Inch by inch, row by row

Milo and I planted these seeds back in March. 


October harvest

How can it surprise me every time? Gardens are the most spiritual places I know.


Baked with skins on, then cooled, peeled, sliced and sauteed with onions.

Pork chops baked with apples and onion, beets, sweet potato roasted with sage

The Garden Song 

Peter Paul and Mary


Inch by inch, row by row, 
gonna make this garden grow
All it takes is a rake and a hoe 
and a piece of fertile ground.

Inch by inch, row by row 
Someone bless these seeds I sow
Someone warm them from below 
Til the rain comes tumbling down 

Soccer Season Scrambled Tofu

With soccer practices and karate lessons and homework filling our evenings, the past six weeks felt like a whirlwind of activity. Not so much a whirlwind of creative recipe creation, but I thought other people might be interested in this highly-flavored version of my kids' favorite scrambled tofu with soy sauce. Steam a vegetable and some rice while cooking this and you have a simple healthy meal ready in under a half-hour. 





Soccer Season Scrambled Tofu

Oil for sautéing
1 medium or ½ large onion, chopped
Fresh ginger, grated, about 1 teaspoon
Garlic powder, several shakes (1/2 tsp)
Chinese Five spice powder, 2 shakes (1/8 tsp)
Ground coriander, several shakes (1/2 tsp)
Ground lemongrass, 2 shakes (1/8 tsp) 
2 lbs tofu, drained (I used extra firm, but medium would be fine)
¼- ½ tsp kosher salt (depending on how much soy sauce you use)
¼ cup dry vermouth
1 tablespoon sesame oil
2-3 tablespoons soy sauce
Small pour of fish sauce (1/2 tsp?) *** This ingredient is not vegetarian. Technically. ***
About 1/8 cup water

Heat oil in large skillet/dutch oven/wok over medium heat. (Note – it seems to me that tofu needs a little fat to taste hearty. I wouldn’t use a pan spray, but 1-2 tablespoons of oil.) Add onions to oil.  While onions are sautéing, add the ginger and dry spices.  Saute onions until about half-cooked, stirring. Crumble tofu in your hands and add to onion mixture. Cook, stirring occasionally, until tofu starts to brown a bit (I turned up heat to medium high.) While tofu is cooking, mix the vermouth and other wet ingredients in a measuring cup. The water is just to dilute the strong flavors so there’s enough liquid to soak into all of the tofu without making the mixture too intense.  
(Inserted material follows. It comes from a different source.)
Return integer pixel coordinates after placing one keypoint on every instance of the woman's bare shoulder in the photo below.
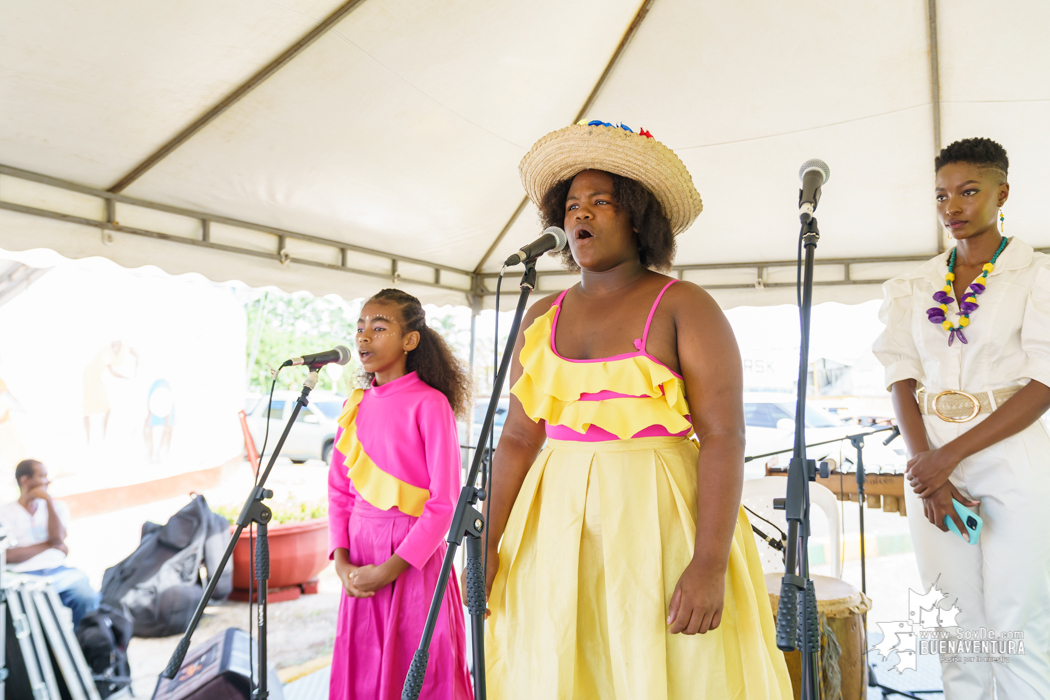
(540, 308)
(689, 300)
Once the tofu has started to brown, whisk the vermouth/soy sauce mixture and pour over the tofu, stirring to mix flavors. Keep cooking/stirring as tofu continues to cook (about 10-15 minutes all together).

Serve over rice. Top with chopped green onion or some red bell pepper for color. Good served with steamed broccoli or green beans.